HHT have finally arrived in Germany for two ground-breaking concerts

   Juergen Boden (Oststeinbek), photos by Bianca Schoebel (Bergen)
5 August 2008

permanent link: https://en.tuvaonline.ru/2008/08/05/3300_hht.html

After several smaller appearances here, Huun Huur Tu have finally been invited to perform their art and let the spirits of Tuva stream through the audiences in two prestigious German concerts:

On July 16 they played in the St. Mary’s Church in Bad Segeberg within the world famous Schleswig-Holstein Music Festival in a completely sold out concert before an enthusiastically applauding audience, and on July 31 they performed in the Verdo Concert Hall in Hitzacker at the banks of the river Elbe within the Musical Summer Days before a deeply touched and enthralled crowd of 750 older and younger people. The north German radio station NDR and several newspapers reported accordingly.

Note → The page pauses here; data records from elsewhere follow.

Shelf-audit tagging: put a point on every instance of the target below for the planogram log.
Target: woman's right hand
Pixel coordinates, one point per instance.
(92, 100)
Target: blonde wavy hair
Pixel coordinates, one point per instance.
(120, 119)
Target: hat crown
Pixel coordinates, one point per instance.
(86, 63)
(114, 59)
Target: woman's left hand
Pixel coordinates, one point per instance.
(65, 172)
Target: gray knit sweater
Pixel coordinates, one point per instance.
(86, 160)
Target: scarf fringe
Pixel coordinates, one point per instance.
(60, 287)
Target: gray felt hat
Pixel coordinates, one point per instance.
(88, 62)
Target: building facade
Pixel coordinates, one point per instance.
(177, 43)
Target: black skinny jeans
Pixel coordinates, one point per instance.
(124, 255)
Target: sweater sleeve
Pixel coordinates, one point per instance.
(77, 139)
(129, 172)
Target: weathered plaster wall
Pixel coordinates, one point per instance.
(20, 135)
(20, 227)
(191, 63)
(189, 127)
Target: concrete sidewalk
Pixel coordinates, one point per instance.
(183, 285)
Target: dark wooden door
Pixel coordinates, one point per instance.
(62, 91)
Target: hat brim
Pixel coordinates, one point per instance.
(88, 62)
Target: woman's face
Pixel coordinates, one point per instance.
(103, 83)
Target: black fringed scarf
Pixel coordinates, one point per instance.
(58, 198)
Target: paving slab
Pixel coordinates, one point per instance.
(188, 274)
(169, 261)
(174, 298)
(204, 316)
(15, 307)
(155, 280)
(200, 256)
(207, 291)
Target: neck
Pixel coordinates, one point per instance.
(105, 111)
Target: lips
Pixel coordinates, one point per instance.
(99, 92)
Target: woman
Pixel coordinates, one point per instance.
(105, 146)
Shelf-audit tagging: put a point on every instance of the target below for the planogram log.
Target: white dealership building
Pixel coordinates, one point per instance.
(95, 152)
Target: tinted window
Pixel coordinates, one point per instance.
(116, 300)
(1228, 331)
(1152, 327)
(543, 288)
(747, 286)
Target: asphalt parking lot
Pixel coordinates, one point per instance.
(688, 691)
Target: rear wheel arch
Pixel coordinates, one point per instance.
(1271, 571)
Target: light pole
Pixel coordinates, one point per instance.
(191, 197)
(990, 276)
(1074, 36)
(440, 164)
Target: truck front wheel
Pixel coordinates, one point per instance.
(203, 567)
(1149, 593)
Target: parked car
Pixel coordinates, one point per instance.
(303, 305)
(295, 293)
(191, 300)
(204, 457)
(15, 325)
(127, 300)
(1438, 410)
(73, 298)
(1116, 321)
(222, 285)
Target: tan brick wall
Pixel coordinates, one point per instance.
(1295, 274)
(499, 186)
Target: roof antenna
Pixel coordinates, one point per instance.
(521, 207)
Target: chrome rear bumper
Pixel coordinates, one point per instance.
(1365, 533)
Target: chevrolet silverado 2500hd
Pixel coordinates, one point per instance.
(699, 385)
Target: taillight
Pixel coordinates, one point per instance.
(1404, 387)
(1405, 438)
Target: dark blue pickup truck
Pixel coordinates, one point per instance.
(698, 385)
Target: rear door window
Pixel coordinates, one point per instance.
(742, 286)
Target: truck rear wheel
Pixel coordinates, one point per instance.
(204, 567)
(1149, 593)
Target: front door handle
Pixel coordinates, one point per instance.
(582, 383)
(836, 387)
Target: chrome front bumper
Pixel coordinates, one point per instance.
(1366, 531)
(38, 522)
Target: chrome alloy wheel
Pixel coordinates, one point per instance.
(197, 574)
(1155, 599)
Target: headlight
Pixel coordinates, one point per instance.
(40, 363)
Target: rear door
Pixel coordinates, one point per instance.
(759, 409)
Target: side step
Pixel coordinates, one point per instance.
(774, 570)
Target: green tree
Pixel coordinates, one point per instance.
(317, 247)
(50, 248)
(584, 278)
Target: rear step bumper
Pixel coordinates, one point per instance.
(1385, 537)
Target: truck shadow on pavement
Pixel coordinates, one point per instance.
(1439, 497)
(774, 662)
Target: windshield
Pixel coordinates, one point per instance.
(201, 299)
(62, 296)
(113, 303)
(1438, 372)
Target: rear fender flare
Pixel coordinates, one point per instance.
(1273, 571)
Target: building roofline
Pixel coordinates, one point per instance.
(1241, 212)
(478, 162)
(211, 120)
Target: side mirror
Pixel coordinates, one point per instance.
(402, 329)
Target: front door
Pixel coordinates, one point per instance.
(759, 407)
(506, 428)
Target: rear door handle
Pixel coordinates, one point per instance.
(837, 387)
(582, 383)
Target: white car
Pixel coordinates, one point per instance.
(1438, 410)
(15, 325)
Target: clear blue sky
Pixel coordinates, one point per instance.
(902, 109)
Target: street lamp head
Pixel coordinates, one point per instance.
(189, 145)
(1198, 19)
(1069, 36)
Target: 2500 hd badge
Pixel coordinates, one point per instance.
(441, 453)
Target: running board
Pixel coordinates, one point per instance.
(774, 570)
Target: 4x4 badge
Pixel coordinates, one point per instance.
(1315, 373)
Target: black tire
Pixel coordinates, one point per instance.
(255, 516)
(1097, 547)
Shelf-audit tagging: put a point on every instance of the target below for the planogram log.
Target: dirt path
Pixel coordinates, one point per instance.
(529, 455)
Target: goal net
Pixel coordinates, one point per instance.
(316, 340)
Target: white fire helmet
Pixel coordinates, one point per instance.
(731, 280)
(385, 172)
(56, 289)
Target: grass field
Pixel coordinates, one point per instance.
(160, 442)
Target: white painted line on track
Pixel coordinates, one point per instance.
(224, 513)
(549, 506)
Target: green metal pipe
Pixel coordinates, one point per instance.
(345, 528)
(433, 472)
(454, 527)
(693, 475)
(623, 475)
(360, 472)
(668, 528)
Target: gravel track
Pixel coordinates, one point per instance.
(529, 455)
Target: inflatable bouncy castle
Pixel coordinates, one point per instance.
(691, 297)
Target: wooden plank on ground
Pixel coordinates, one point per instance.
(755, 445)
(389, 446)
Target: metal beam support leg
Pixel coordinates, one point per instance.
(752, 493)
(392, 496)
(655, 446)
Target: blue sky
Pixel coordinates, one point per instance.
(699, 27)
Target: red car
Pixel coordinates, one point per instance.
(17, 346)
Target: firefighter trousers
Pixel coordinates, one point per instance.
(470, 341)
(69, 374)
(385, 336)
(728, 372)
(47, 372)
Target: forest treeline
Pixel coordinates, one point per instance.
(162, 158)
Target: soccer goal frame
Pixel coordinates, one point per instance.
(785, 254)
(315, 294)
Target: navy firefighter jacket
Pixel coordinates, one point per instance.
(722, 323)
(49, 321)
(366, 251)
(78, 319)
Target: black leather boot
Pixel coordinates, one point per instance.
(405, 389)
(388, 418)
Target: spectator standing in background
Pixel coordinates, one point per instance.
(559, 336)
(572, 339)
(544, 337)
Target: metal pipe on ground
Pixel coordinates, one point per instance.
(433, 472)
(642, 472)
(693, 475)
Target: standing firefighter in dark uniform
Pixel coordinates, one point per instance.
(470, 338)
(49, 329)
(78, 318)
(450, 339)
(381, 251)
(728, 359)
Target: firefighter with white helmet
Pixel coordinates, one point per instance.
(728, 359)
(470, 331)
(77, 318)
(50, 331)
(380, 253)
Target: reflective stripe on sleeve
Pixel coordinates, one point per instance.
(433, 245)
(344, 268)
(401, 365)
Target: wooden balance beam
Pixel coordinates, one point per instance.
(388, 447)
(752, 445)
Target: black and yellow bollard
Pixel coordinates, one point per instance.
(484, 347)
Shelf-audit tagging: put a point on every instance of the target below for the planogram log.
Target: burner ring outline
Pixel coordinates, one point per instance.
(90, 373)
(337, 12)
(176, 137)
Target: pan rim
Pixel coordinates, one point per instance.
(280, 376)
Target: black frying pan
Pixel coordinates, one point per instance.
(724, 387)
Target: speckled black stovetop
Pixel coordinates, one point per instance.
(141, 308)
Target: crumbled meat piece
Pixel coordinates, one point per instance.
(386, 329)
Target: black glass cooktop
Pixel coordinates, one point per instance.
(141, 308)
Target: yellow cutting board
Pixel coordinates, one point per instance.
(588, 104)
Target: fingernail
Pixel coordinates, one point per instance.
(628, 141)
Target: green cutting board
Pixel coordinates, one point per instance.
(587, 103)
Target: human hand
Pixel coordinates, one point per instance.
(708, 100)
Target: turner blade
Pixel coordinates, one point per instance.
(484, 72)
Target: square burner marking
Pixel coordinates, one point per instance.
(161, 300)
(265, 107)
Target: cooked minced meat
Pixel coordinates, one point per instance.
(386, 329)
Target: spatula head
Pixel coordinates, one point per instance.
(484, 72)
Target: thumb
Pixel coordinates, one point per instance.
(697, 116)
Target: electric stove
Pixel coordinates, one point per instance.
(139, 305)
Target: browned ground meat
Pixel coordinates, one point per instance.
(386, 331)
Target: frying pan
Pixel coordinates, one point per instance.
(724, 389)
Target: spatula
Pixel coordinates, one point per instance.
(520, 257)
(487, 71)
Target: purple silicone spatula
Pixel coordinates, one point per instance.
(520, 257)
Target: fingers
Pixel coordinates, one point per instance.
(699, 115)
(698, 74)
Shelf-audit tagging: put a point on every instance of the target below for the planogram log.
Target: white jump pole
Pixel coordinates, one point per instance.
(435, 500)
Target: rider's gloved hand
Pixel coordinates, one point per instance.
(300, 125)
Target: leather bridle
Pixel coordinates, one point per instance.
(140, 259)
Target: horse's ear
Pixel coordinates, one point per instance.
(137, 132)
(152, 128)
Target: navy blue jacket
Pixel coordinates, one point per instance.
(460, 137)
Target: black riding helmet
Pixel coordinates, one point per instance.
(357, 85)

While the concert in Bad Segeberg was performed by Huun Huur Tu all by themselves, they teamed up for the second concert in Hitzacker, which lasted almost three hours including a passionately requested encore, with the Swiss two-man ensemble Stimmhorn, with whom Huun Huur Tu had repeatedly performed, including for a documentary film which was produced for and broadcast by the European culture channel ARTE in 2003.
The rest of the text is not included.